“• Determine whether to “Build First” or “Build Together.” When determining whether to develop and prove a model alone or to build together with government, enterprises considered their partnership goal and need for ownership, and typically ended up customizing a solution between the two extremes.
• Determine type and level of evidence needed. Enterprises went beyond impact evidence and recognized that evidence needs may become more complex in later stages or in donor-dependent countries.
• Find and cultivate the right champions. Interviewees leveraged organizations already working in-country, sought contacts interested in iteration, institutionalized relationships through MOUs and contracts, and found ways to decrease the physical distance between champions and solutions.
• Demonstrate true partnership with listening, humility, and respect. It may seem obvious, but according to interviewees, it is worth repeating: approach government with respect and humility, communicate regularly, and show how you are responding to feedback with change.
• Proactively manage—or avoid—politics. Enterprises spread out risk by engaging across political ideologies, working with technical experts, managing multiple projects simultaneously, and being wary of promises made around elections.
• Help maintain quality of impact over time. To ensure continued quality of programs (especially when government takes over implementation), enterprises recommended the following: breaking solutions into small steps; creating roadmaps while still empowering partners to adapt; using test sites to iterate; creating monitoring tools; and seeking sustainable funding sources.”
We think this is great advice for all teams looking to scale innovation with governments! Understanding the type and level of evidence needed (especially when it comes to costs) and helping maintain quality as the government takes over are crucial areas that we see overlooked all the time.
The article hits on a few our favorite, and often repeated, maxims. For example, how difficult it is to go from piloting with NGO staff to scaling with government staff:
“When a program scales, it has to hire and train many new people — or in some cases transition to using government resources and civil servants. And that can change a program’s effectiveness. “You turn over a program from a highly motivated NGO…. to people who know less about it and are less driven to see it succeed — or informed about what it will take. A lot can be lost in transmission”[Mushfiq Mobarak – Yale’s Research Initiative on Innovation and Scale].
Another great point for practitioners to think about at the design phase (that isn’t often cited) is the equilibrium effect – for example, if you take a great worker training program to scale, you might actually drive down wages if there are now too many skilled workers available. While CARE is careful to consider the impact of our programs on markets, it can be difficult to accurately predict unintended consequences at scale. Being mindful of the equilibrium effect while designing for scale can help us set appropriate targets.
It’s great to see UNDP’s Innovation Facility focus on scale! We were particularly excited to read UNDP’s Administrator Achim Steiner emphasize scale in his list of critical points to ensure that innovation goes beyond “gadgets” and gizmos”

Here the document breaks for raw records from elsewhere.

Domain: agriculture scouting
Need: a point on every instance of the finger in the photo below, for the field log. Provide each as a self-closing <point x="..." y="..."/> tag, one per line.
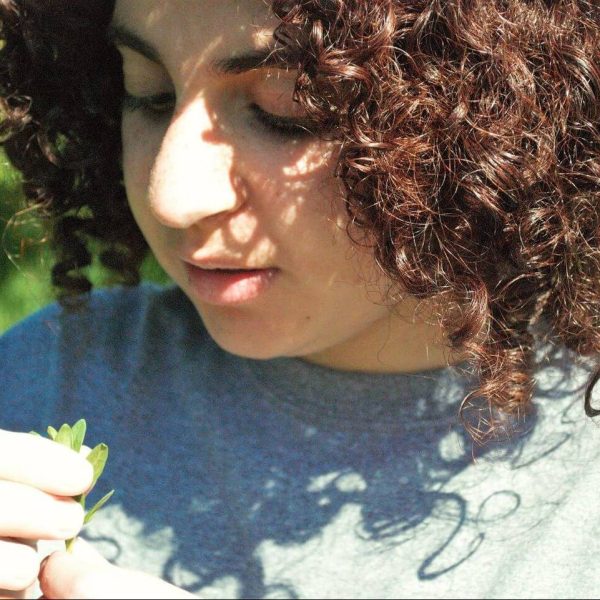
<point x="65" y="575"/>
<point x="27" y="512"/>
<point x="19" y="565"/>
<point x="44" y="464"/>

Prove the comparative advantage of innovation: The hype cycle of innovation has peaked in most industries. Initiatives that are designed for outputs, rather than outcomes are still dominating innovation news updates from a number of organizations. But overall the sector is maturing and with it,the ambition and metrics to measure the impact of innovation. In the context of human development and social change, innovation must not happen for innovation’s sake but rather to find more effective ways of working. Innovation means foremost testing hypothesis with solid monitoring frameworks and a focus on inclusivity.”
Scaling checklists are a trendy tool…luckily, they’re also pretty useful! A number of organizations and programs have them, how do you find or develop right one for you? (Want to check out SxD’s? Click here)
In order scale, your solution must be simple. But the world we live in is not simple, it’s complex. Development sector practitioners strive to design holistic interventions and models that address the real-world needs of program participants. How do we address this tension?
” There is a tendency in the development industry to try and approach problems from a holistic perspective. But when you talk that way, it becomes very hard to find an entry point. Yes, everything is connected; yes, everything is complicated — but if you let that be the framework through which you start, you won’t get anywhere.
That’s why the world is scattered with pilot projects. Lovely pilot projects that are trying to deal with holistic issues, but are never going to get beyond 50 schools or 50 villages. If you look at the things that have achieved massive scale, they are well-defined interventions — or at least started that way.
I always tell people: don’t try and paint the masterpiece — do one layer, and do it well, then do another on top of that. Just creating or strengthening a platform to deliver something simply but well gives you the opportunity to build other stuff on top of it.”
We’re big fans of Apolitical’s blog series on scaling social impact! One of the hidden but crucial concepts the series surfaces is understanding what is core, or “fixed” and a non-negotiable element of your innovation:
“For one, it’s not always clear whether or how something is working. Impact evaluation is growing, but billions of dollars of policy expenditure remain inadequately unevaluated. And, even when impact is proven, it’s not always clear what exactly is responsible. Scaling up often requires paring down a program to its essentials — and for this you need to know what can and cannot be compromised.”
In Scale X Design, we emphasize learning and documenting “fixed” vs. “flexible” elements of your model. That’s the easy part. The tough part is testing, learning and iterating and managing this knowledge across loosely connected practitioners.